Not surprisingly, it is very well written---Johnson has a brilliant mind
and appears to have worked on this book for a while,it is clearly a
labor of love. So it has that going for it, regardless of what a given
reader may think about Johnson's ideas which are so elegantly presented.
But also not unexpectedly (given that, as Christy had pointed out,
Johnson asserts that the famous "dull elves" epigram is only about
grammar and book editing), I disagree all over the place with Johnson's
tame, unthreatening interpretations in this book, which are a far cry
from the bold, sharp feminist interpretations contained in her early
(i.e., 2 decades ago) seminal readings of JA.
But even if I disagree with the 2012 version of Claudia Johnson, she
continues to demonstrate a good nose for passages in JA's writing which
are worthy of attention. So I decided that as I browse through her book
at a leisurely pace during the next week, I will write blog posts about
points of divergence between Johnson and myself. And here is the first.
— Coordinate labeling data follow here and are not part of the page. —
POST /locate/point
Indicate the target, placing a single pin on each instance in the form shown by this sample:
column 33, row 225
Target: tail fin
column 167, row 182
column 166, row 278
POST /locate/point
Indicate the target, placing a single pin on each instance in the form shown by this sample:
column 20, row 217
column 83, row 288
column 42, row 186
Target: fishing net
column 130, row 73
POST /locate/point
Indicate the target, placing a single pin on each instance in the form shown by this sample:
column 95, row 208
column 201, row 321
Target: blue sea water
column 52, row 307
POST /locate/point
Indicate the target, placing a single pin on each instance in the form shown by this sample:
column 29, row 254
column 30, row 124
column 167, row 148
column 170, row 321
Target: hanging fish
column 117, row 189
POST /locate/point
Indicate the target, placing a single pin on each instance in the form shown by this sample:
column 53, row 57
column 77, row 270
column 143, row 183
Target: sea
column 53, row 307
On P. 28, Johnson, who has been discussing JA's interment in Winchester
Cathedral, speculates as to why JA is buried there:
"...True, Cassandra avers that Jane admired the cathedral, but we have
no indication that she ever worshipped there or wished to do so. Though
Austen jokes in a letter of 27 May 1817 that if her doctor fails to cure
her, she will "draw up a Memorial & lay it before the Dean and Chapter
[of Winchester Cathedral] & have no doubt of redress from that Pious,
Learned & Disinterested Body," the idea to bury Jane in the cathedral
instead of taking her home to the churchyard at Chawton was probably,
most agree, Henry's..."
I had not previously taken note of that short passage in Letter 160 to
(the 19 year old) JEAL, but what leapt off the page at me as I read
Johnson's above comments was an obvious connection to JA's last poem,
Just think about it:
1. On May 17, 1817, JA, still holding on to hope that she will survive
her serious illness, jokes in a legalistic way with JEAL about obtaining
""redress" in the event of the failure of Dr. Lyford to save her life.
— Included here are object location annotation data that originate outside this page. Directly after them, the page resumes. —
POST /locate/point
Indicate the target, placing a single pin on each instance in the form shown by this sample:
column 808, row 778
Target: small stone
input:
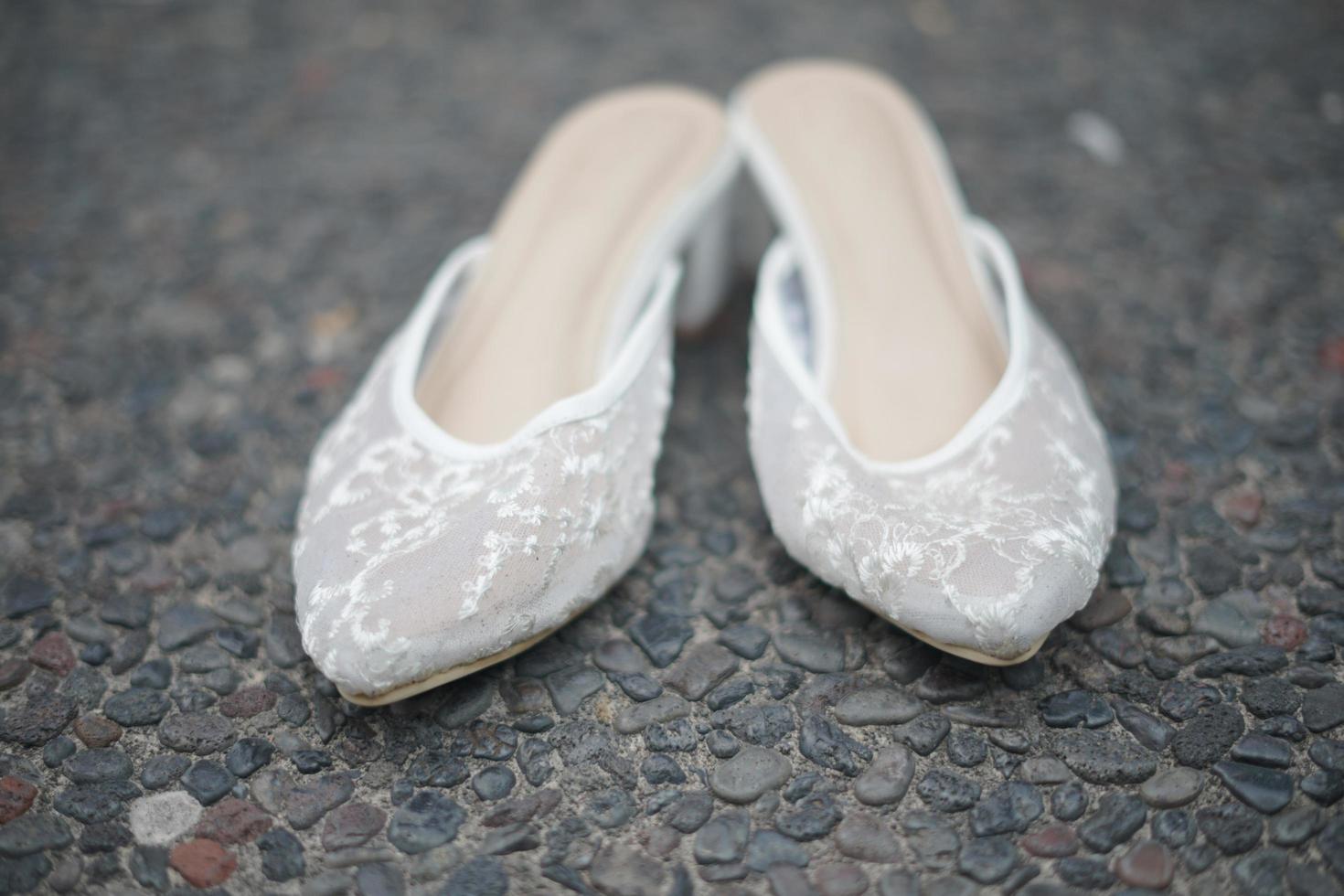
column 1115, row 819
column 1174, row 827
column 660, row 769
column 965, row 749
column 1074, row 709
column 53, row 652
column 163, row 770
column 246, row 703
column 248, row 755
column 809, row 647
column 636, row 686
column 1008, row 807
column 1148, row 864
column 425, row 821
column 878, row 707
column 691, row 812
column 33, row 833
column 722, row 743
column 748, row 641
column 730, row 692
column 155, row 675
column 987, row 860
column 723, row 838
column 534, row 758
column 886, row 778
column 378, row 879
column 93, row 766
column 23, row 595
column 826, row 744
column 281, row 855
column 1326, row 786
column 571, row 687
column 1146, row 727
column 1051, row 841
column 866, row 838
column 1254, row 660
column 1085, row 873
column 660, row 709
column 1323, row 709
column 749, row 774
column 1267, row 698
column 1043, row 770
column 1284, row 632
column 700, row 669
column 233, row 821
column 208, row 781
column 183, row 624
column 1105, row 607
column 620, row 870
column 203, row 863
column 494, row 782
column 1183, row 700
column 815, row 817
column 661, row 635
column 1212, row 570
column 1232, row 827
column 1164, row 621
column 1263, row 789
column 1104, row 759
column 195, row 732
column 308, row 802
column 1263, row 750
column 97, row 731
column 1172, row 787
column 1327, row 753
column 1069, row 801
column 951, row 683
column 1295, row 827
column 948, row 792
column 137, row 707
column 16, row 797
column 1207, row 736
column 839, row 879
column 283, row 644
column 12, row 672
column 923, row 733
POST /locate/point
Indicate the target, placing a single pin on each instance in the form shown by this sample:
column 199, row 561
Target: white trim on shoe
column 646, row 308
column 783, row 257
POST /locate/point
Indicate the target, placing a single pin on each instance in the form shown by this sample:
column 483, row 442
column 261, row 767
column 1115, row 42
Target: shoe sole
column 975, row 656
column 402, row 692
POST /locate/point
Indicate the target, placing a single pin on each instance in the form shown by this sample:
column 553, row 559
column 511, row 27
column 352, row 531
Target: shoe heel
column 707, row 275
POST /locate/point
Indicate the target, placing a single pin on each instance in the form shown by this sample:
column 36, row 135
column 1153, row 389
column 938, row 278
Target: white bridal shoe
column 492, row 475
column 920, row 435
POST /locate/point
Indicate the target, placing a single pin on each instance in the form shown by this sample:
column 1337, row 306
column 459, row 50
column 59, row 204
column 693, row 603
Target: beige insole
column 914, row 349
column 534, row 321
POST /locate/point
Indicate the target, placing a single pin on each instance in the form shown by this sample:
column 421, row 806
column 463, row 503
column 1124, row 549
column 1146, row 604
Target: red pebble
column 16, row 795
column 203, row 863
column 1284, row 632
column 53, row 652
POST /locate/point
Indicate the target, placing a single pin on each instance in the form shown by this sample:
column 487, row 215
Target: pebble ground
column 212, row 217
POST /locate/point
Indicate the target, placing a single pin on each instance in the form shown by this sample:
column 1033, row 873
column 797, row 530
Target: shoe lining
column 914, row 349
column 532, row 325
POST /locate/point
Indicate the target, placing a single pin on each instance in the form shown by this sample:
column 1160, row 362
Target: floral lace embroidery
column 571, row 503
column 1032, row 492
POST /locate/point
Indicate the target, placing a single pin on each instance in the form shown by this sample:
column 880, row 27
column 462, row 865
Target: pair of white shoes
column 920, row 435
The conceit is that the breaching party is going to be held accountable
for the damages done to JA's body.
2. Then, a scant two months later, as JA, now fully cognizant that she
has reached the end of the line, and seeing Death loom before her, harks
back to her legalistic joke in Letter 160---or maybe she has been
thinking about it off and on during those two final months stretched out
and helpless, what her last written words are going to be---and she goes
3. ....actually composes a perverse sort of "Memorial" about the taking
of redress into one's own hands---in legal jargon, we call this a
"self-help remedy"---and that "Memorial" is none other than her final
writing, the poem Winchester Races, which I have written about several
Now I see this _additional_ wrinkle in this poem which turns out to be
so much like her charades, and her novels, i.e., with _multiple_
different meanings layered on top of each other (and by the way, I
recently found yet another layer of meaning in the poem, which I will
write about at a future date).
In addition to registering JA's objection to being buried in Winchester
Cathedral, this poem also contains JA's objection to _dying_ itself!
Just hear her defiant, almost Don Giovannian death roar:
"When once we are buried you think we are gone, But behold me immortal!"
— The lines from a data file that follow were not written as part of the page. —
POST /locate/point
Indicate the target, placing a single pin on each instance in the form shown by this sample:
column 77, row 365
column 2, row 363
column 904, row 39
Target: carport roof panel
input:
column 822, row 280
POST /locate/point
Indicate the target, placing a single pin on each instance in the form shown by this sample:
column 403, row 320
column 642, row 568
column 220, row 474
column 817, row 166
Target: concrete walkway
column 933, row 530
So, Dr. Lyford may have broken his contract to save JA's life, and
there's no time left for joking, but JA''s indominable spirit--wearing
the mask of St. Swithin---will defeat even Death itself--by the
immortality of her writing.
And somehow, incredibly, dozens of scholarly commentators have referred
to her last poem, Winchester Races, as a frivolous joke, of no
importance in understanding the mysteries of Jane Austen. Incredible.
So, my thanks to Claudia Johnson for her inadvertent assist in prompting
me to spot the connection between Letter 160 and JA's last poem.